La localisation de FaceApp en Russie soulève des questions sur comment et quand la société fournit les données de citoyens américains à des parties tierces, y compris éventuellement à des gouvernements étrangers, poursuit le sénateur.
Il serait profondément troublant que les informations personnelles sensibles des citoyens américains soient communiquées à une puissance étrangère hostile activement engagée dans des cyberactions contre les États-Unis.Extrait d’une lettre du sénateur Chuck Schumer au FBI et à la Federal Trade Commission
Le Comité national démocrate prend ses précautions
Le sénateur de l’État de New York Chuck Schumer demande une enquête sur FaceApp.
PHOTO : REUTERS / JONATHAN ERNST
Chuck Schumer n’est pas le seul à sonner l’alarme face à cette façon de compiler des données.
Selon le Washington Post, le comité qui chapeaute le Parti démocrate a sommé toutes les équipes de campagne des candidats à la primaire démocrate en vue de la présidentielle de 2020 de désinstaller « immédiatement » cette application de leurs téléphones, ordinateurs ou tablettes.
Rappelons que les systèmes informatiques de l’équipe de campagne de la candidate démocrate Hillary Clinton ont été la cible de plusieurs attaques et de piratages en provenance de Russie lors de la présidentielle de 2016.
On ne sait pas encore clairement quels sont les risques pour la vie privée, mais ce qui est clair, c’est que les avantages d’éviter l’application l’emportent sur les risques.Bob Lord, chef de la sécurité du Comité national démocrate
Les créateurs de FaceApp se font rassurants
De son côté, le fondateur de Wireless Lab, Iaroslav Gontcharov, a assuré dans un communiqué que son entreprise n’utilise pas les photos des usagers pour d’autres utilisations que l’application et que la plupart de ces photos sont détruites dans les 48 heures après leur téléchargement.

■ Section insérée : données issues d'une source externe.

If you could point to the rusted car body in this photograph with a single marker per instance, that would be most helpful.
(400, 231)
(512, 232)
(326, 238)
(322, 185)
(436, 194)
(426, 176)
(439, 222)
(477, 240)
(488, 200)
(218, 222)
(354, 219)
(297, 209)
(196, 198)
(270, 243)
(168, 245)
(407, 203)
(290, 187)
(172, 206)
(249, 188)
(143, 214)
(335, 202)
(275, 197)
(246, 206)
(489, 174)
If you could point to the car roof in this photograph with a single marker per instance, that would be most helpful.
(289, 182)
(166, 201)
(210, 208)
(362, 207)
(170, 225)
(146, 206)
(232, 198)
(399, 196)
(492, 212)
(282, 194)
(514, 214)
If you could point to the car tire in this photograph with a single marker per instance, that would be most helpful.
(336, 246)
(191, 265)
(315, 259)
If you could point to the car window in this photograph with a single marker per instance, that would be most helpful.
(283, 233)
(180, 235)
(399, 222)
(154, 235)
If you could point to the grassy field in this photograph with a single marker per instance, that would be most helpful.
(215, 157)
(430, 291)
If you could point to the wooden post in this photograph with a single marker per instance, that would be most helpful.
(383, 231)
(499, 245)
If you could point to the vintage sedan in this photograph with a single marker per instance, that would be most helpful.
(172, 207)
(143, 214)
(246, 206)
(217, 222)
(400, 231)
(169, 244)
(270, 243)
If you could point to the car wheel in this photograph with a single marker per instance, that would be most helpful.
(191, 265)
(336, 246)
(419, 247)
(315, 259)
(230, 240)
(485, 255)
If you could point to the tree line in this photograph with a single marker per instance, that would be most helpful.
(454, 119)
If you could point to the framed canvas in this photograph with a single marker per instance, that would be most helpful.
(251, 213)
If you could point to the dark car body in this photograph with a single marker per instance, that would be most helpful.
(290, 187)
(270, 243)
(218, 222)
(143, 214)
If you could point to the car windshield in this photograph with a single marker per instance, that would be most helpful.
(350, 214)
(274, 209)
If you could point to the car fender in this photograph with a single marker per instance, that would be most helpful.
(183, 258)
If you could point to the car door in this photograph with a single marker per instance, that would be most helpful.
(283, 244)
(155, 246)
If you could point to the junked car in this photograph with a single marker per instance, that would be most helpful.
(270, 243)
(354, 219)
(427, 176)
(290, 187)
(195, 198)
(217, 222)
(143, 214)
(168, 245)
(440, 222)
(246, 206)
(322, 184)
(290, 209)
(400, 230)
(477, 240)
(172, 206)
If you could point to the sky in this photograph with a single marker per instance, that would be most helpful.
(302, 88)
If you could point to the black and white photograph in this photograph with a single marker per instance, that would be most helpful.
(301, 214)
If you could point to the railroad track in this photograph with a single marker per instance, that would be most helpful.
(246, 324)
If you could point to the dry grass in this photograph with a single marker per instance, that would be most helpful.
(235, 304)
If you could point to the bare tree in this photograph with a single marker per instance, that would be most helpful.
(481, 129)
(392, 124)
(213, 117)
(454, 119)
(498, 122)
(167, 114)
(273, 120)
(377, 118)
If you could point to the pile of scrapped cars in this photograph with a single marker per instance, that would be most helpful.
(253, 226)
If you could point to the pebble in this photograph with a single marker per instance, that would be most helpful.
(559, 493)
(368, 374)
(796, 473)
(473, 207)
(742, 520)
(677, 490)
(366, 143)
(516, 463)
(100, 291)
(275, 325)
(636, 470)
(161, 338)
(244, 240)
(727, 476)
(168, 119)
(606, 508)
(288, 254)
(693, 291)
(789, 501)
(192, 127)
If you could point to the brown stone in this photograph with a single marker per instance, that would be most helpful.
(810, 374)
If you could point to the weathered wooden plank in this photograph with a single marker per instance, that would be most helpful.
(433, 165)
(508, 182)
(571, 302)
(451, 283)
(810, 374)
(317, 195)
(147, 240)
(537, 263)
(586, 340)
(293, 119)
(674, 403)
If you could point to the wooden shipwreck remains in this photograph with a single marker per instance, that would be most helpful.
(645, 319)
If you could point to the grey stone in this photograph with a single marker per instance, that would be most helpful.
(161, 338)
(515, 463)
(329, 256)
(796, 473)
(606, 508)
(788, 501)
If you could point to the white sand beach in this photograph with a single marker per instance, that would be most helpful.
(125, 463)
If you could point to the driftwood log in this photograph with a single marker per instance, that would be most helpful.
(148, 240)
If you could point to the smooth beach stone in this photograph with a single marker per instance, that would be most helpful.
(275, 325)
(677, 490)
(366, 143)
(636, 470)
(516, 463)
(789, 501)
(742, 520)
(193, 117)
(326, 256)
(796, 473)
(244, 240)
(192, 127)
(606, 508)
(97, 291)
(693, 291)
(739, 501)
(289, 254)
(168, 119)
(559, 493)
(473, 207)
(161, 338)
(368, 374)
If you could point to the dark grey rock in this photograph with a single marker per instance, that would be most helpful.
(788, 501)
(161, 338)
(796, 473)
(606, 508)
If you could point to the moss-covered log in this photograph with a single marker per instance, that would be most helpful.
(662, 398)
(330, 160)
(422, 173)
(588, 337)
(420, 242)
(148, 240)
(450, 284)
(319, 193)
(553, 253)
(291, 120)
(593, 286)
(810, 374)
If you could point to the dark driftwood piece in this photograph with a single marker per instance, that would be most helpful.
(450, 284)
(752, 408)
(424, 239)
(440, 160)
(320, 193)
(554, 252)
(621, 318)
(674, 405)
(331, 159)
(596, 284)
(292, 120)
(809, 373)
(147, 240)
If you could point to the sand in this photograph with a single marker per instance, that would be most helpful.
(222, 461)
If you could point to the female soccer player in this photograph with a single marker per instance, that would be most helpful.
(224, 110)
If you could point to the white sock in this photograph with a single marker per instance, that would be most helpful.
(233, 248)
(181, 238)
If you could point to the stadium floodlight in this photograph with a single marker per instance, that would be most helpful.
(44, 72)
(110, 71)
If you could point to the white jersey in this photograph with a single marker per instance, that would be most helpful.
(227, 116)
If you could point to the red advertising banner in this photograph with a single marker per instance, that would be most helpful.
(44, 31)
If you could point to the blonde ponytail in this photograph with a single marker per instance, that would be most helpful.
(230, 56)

L’homme d’affaires qui affirme recevoir beaucoup de demandes d’information sur la politique de confidentialité de FaceApp, assure que même si sa société est basée en Russie, les données des utilisateurs n’y sont pas transférées et aucune information n’est transmise aux autorités russes ni à aucun tiers.
Yaroslav Goncharov ajoute que son entreprise stocke les photos téléchargées par les utilisateurs sur AWS et Google Cloud et non sur des serveurs privés.
Nous ne téléchargeons qu’une photo sélectionnée par un utilisateur pour l’édition. Nous ne transférons jamais d’autres images du téléphone vers le nuage.Iaroslav Gontcharov, fondateur de FaceApp
Le fondateur de FaceApp assure également qu’il est possible de faire effacer ses données personnelles chez FaceApp. Nous acceptons les demandes des utilisateurs pour retirer toutes leurs données de nos serveurs. Notre équipe de support est actuellement surchargée, mais ces demandes ont notre priorité , assure-t-il.
Pour ce qui est des informations personnelles des utilisateurs de FaceApp, Yaroslav Goncharov, affirme que 99 % des utilisateurs ne se connectent pas à l’application pour l’utiliser sur leur téléphone. Vous ne pouvez vous connecter qu’à partir de l’écran de configuration. […] Par conséquent, nous n’avons pas accès aux données qui permettraient d’identifier une personne.
Bien que rien ne démontre pour le moment l’existence d’un transfert d’informations chez FaceApp, une telle opération demeure du domaine du possible.
Plus tôt cette année, la chaîne américaine NBC rapportait que le service d’hébergement Ever qui sert notamment à faire une copie de sauvegarde de ses photos dans un nuage [cloud] utilisait les photos des internautes pour entraîner des algorithmes de reconnaissance faciale vendus à des services de police.